Why is the 'change-of-basis matrix' called such?

4.3k Views Asked by At

"Let $P$ be the change-of-basis matrix from a basis $S$ to a basis $S'$ in a vector space $V$. Then, for any vector $v \in V$, we have $$P[v]_{S'}=[v]_{S} \text{ and hence, } P^{-1}[v]_{S} = [v]_{S'}$$

Namely, if we multiply the coordinates of $v$ in the original basis $S$ by $P^{-1}$, we get the coordinates of $v$ in the new basis $S'$." - Schaum's Outlines: Linear Algebra. 4th Ed.

I am having a lot of difficulty keeping these matrices straight. Could someone please help me understand the reasoning behind (what appears to me as) the counter-intuitive naming of $P$ as the change of basis matrix from $S$ to $S'$? It seems like $P^{-1}$ is the matrix which actually changes a coordinate vector in terms of the 'old' basis $S$ to a coordinate vector in terms of the 'new' basis $S'$...

Added:

"Consider a basis $S = \{u_1,u_2,...,u_n\}$ of a vector space $V$ over a field $K$. For any vector $v\in V$, suppose $v = a_1u_1 +a_2u_2+...+a_nu_n$

Then the coordinate vector of $v$ relative to the basis $S$, which we assume to be a column vector (unless otherwise stated or implied), is denoted and defined by $[v]_S = [a_1,a_2,...,a_n]^{T}$. "

"Let $S = \{ u_1,u_2,...,u_n\}$ be a basis of a vector space $V$, and let $S'=\{v_1,v_2,...,v_n\}$ be another basis. (For reference, we will call $S$ the 'old' basis and $S'$ the 'new' basis.) Because $S$ is a basis, each vector in the 'new' basis $S'$ can be written uniquely as a linear combination of the vectors in S; say,

$\begin{array}{c} v_1 = a_{11}u_1 + a_{12}u_2 + \cdots +a_{1n}u_n \\ v_2 = a_{21}u_1 + a_{22}u_2 + \cdots +a_{2n}u_n \\ \cdots \cdots \cdots \\ v_n = a_{n1}u_1 + a_{n2}u_2 + \cdots +a_{nn}u_n \end{array}$

Let $P$ be the transpose of the above matrix of coefficients; that is, let $P = [p_{ij}]$, where $p_{ij} = a_{ij}$. Then $P$ is called the \textit{change-of-basis matrix} from the 'old' basis $S$ to the 'new' basis $S'$." - Schaum's Outline: Linear Algebra 4th Ed.

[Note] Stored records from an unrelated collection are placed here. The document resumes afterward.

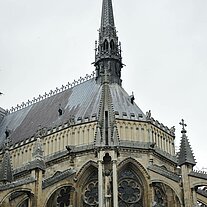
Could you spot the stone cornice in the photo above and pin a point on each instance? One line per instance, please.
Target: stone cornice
(164, 172)
(17, 183)
(57, 177)
(147, 146)
(199, 174)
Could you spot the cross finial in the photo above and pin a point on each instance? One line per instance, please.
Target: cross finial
(182, 123)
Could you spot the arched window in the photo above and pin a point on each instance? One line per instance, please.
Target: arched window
(90, 190)
(130, 189)
(106, 45)
(112, 44)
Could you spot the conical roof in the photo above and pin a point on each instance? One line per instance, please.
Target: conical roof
(185, 155)
(107, 17)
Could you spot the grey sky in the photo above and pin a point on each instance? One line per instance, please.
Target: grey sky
(44, 44)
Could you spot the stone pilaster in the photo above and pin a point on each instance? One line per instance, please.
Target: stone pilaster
(100, 183)
(115, 184)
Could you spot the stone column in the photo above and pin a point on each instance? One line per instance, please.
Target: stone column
(100, 183)
(194, 196)
(115, 184)
(186, 186)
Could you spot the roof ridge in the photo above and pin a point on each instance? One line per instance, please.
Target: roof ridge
(51, 93)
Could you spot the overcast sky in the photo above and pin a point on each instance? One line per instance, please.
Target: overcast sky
(44, 44)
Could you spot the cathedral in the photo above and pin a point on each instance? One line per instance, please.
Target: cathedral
(89, 144)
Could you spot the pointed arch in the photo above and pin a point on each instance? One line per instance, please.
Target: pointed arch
(87, 185)
(112, 45)
(177, 191)
(60, 194)
(105, 44)
(133, 183)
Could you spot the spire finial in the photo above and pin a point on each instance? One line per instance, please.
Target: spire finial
(108, 52)
(182, 123)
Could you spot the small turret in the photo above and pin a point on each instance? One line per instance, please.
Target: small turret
(185, 153)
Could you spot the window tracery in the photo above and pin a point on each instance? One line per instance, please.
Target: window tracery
(159, 196)
(63, 199)
(90, 191)
(130, 189)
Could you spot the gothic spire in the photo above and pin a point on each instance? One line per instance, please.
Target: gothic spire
(107, 17)
(108, 51)
(6, 166)
(185, 153)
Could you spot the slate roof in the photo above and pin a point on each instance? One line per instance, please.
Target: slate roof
(82, 100)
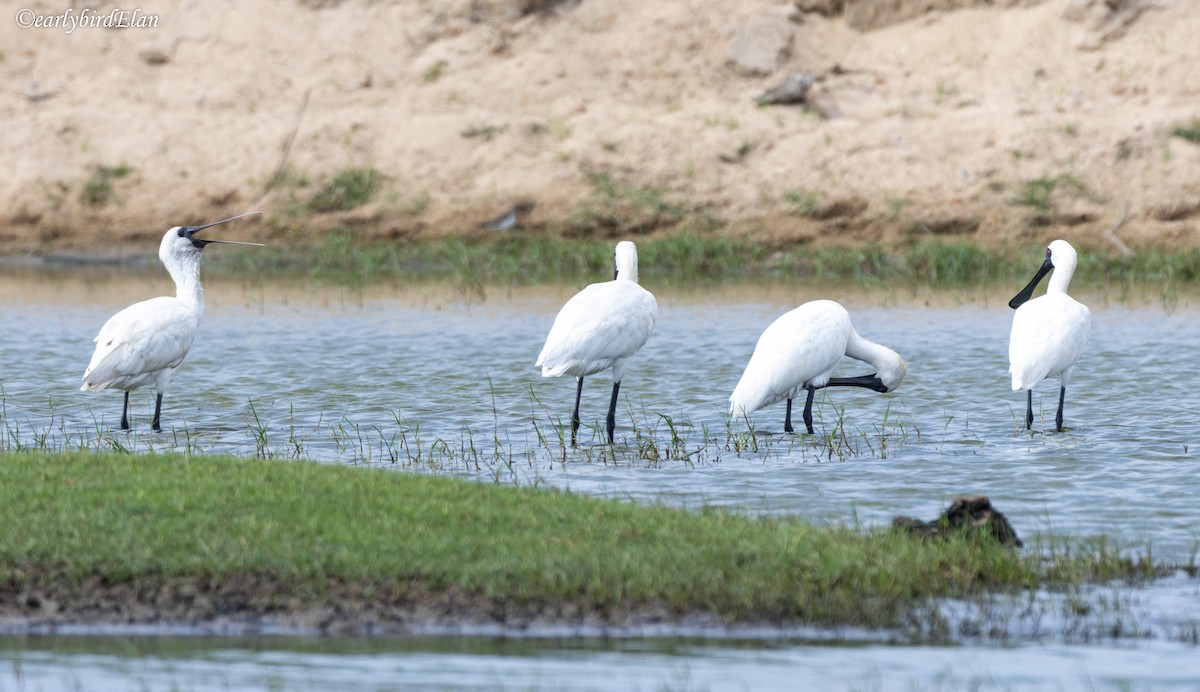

I am trying to understand the above definitions with this example:

Basis vectors of $\mathbb{R}^{2}: S= \{u_1,u_2\}=\{(1,-2),(3,-4)\}$ and $S' = \{v_1,v_2\}= \{(1,3), (3,8)\}$ the change of basis matrix from $S$ to $S'$ is $P = \left( \begin{array}{cc} -\frac{13}{2} & -18 \\ \frac{5}{2} & 7 \end{array} \right)$.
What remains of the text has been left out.